Mr. Dix's Earth Day announcement during the campaign was aimed at the well-organized environmental movement and it did play well in urban ridings, including Vancouver-Point Grey where Premier Christy Clark lost her seat on election night. But over all, it let the B.C. Liberals own the jobs-and-economy vote at the ballot box.

The review by a panel of New Democrats was set up by Mr. Dix to look at the reasons for the electoral defeat. But in the first page of the report, it is clear something was amiss when the authors note they were unable to lay their hands on a copy of the NDP campaign strategy, and that polling data they had requested in the summer were not turned over until it was too late to incorporate into their findings. A party official said Friday that it was not a deliberate stall, but that most of the staff at headquarters were on holidays when the requests were made.

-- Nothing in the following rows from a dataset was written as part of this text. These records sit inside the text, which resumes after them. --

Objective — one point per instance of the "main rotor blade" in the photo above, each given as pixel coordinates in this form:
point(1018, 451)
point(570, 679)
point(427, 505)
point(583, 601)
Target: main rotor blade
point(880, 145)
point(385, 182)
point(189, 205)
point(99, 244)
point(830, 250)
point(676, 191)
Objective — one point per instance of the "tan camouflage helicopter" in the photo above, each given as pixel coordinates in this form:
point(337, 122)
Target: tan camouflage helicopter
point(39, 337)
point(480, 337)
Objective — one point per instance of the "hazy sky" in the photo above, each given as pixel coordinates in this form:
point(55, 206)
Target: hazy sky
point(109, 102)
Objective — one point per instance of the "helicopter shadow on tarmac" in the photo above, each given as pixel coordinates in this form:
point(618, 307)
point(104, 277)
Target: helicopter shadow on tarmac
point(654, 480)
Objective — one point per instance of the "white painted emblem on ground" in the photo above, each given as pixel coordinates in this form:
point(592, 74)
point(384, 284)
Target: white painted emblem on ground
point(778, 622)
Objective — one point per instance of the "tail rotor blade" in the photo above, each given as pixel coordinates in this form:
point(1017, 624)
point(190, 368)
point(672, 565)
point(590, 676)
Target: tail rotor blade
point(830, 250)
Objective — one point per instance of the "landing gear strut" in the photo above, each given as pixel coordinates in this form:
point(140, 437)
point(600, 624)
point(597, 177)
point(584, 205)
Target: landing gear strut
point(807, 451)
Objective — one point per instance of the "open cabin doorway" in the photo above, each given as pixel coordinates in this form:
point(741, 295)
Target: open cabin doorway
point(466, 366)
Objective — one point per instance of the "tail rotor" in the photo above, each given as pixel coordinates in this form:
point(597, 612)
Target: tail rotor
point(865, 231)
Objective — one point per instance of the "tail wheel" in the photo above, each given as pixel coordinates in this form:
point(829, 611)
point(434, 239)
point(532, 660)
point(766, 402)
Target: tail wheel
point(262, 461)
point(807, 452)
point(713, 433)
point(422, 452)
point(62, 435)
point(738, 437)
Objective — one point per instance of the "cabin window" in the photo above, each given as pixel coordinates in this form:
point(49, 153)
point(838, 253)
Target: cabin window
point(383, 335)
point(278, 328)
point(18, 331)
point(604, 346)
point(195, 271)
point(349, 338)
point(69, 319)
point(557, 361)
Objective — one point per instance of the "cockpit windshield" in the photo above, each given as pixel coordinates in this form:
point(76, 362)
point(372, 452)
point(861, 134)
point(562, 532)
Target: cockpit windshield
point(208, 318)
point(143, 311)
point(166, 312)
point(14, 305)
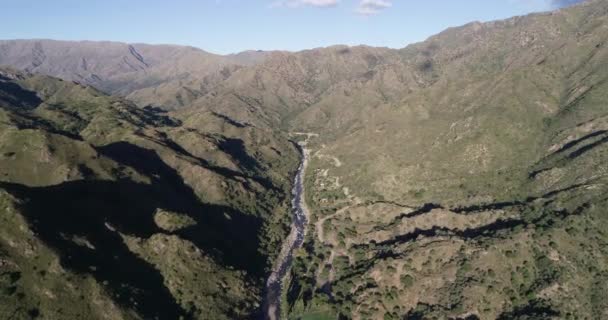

The impression, however, is that the panel appointed by the party leader was left to forge ahead without key information, and faced unhelpful witnesses. On the "major failing" to stick to a strict message during the leader's daily campaign events, for example, "it remains unclear to our panel as to how that failure was allowed to persist."

Brian Topp, the campaign manager, spent a morning early in September answering questions from the four-member panel. In his own postmortem, he concluded that the Kinder Morgan announcement was a turning point in the campaign that allowed the Liberals to turn a 20-point deficit in opinion polls into victory. He's surprised the review panel didn't pick up on this.

"In my opinion, a careful postmortem of the campaign has to include the Kinder Morgan issue," he said in an interview. "Because it clearly did have an effect on the outcome."

Carole James, the former NDP leader and elder statesman in the NDP caucus, was one of the advisers caught off guard by the Kinder Morgan announcement.

The resolution book scarcely mentions pipelines and there is one reference to Kinder Morgan. But she doesn't advise the party to shy away from a debate on the issue now. "On the Kinder Morgan issue in the election, it was more of a process concern from my perspective. It was around how it was announced – there were some challenges there," she said in an interview. "But British Columbians are having a discussion around what is the right balance between economic growth and protection of the environment. If we didn't have that debate, we wouldn't be relevant."